Friday, June 29, 2018

From Cartoons to Cubism

I began studying art by drawing animated cartoons on screen, and trying to capture scenes for further study. Also I studied anatomical reference books at an early age as well. As a teen I purposefully studied scenes of street life in Washington DC. It is when I enrolled in art school that I realized I had been focused on the same thing all along. The study of movement. I was given models to work from in school, but my teachers focus was on capturing in my opinion crude detail, that I felt was frankly, unsalable imagery at best. My focus was on merging 2 or more poses together to create a visual narrative of a shifting human form 1st in draft form, later more volume to the body parts, hair, fingernails, eyelashes etc. to finalize the works.

I used to view the type of anatomical reference books which allowed you to peel back or overlap transparencies with additional sections. I like viewing as much information as possible without being confused. I then began creating my own scenarios of things not found in books.

I enjoyed the subject  matter of Toulouse-Lautrec. I used my city to capture street-life my way. I had to do it quickly and efficiently, so I developed a short-hand-and concealed what I was doing. I used small books. I wore shades in the day, and a brimmed hat at night. Later, after gathering material in my miniature sketchbooks, I would go home and enlarge the scenes.

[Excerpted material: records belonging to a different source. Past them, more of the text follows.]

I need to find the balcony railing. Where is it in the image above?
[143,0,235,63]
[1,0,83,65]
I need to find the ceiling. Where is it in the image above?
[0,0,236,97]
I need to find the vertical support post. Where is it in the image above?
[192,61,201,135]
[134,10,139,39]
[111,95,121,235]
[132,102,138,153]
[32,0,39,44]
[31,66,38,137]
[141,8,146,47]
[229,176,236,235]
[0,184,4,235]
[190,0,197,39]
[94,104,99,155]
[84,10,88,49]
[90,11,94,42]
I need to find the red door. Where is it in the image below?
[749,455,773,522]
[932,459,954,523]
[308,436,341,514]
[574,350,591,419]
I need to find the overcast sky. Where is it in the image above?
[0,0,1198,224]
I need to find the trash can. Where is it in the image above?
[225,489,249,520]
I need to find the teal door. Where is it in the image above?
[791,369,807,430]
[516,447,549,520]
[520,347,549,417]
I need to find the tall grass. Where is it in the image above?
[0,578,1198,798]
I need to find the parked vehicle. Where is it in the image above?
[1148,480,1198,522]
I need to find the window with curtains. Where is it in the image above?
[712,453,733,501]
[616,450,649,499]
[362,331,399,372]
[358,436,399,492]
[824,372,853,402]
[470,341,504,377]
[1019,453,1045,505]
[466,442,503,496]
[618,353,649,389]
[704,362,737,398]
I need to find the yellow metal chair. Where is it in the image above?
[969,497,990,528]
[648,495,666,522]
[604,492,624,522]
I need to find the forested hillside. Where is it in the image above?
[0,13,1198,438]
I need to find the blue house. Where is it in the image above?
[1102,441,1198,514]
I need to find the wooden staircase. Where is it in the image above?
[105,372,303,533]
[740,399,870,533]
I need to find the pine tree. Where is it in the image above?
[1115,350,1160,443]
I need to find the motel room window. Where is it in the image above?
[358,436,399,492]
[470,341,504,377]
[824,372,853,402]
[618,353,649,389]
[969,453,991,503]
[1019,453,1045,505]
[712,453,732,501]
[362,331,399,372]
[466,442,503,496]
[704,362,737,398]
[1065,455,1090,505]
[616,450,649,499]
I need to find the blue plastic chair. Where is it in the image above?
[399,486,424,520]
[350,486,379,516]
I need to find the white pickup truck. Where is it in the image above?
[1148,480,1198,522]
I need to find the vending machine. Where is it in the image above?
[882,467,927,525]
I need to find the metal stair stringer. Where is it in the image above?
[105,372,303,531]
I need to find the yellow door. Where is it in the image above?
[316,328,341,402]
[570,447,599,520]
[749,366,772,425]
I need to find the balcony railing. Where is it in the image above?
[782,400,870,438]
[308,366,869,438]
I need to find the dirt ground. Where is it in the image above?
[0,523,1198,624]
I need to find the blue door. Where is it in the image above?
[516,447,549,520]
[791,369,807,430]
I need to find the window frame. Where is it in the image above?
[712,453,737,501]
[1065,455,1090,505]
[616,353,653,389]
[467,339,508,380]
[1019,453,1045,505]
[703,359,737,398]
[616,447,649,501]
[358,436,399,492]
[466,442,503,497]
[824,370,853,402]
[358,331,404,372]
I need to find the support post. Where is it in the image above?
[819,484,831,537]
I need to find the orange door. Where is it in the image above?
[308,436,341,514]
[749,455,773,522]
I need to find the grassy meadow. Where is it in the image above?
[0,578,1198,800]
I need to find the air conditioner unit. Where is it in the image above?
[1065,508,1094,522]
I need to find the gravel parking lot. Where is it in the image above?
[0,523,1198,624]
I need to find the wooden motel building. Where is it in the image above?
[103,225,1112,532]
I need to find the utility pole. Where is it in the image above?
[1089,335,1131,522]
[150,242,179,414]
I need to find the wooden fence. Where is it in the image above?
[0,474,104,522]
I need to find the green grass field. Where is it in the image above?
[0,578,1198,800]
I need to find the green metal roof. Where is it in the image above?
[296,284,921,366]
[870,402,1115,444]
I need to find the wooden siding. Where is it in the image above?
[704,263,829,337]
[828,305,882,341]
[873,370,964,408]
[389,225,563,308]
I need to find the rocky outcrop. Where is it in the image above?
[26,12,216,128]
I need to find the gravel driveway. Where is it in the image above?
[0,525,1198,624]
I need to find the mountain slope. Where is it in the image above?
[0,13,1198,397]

I work on large pieces of cardboard, plywood, re-use old canvases etc. to create the new days work on.


Monday, June 25, 2018

The Cubist

THE CUBIST
“When I paint figures, I want to see all the parts. I want to look and see how everything connects to itself as well as look through it and see the space it occupies in the room, what lies behind it, below and above.”   
          

Cubist Guitar

Cubist Guitar
This is the sort of treatment I give when a musician is not playing. The musical instrument seems to beckon the musician to pick it up and start playing. It’s body morphs, and colors bleed in mock visual sound. Like an echo in an empty room. As if it has been put down or dropped, the audio reverberates inside the guitar and escapes into the emptiness, summoning a player.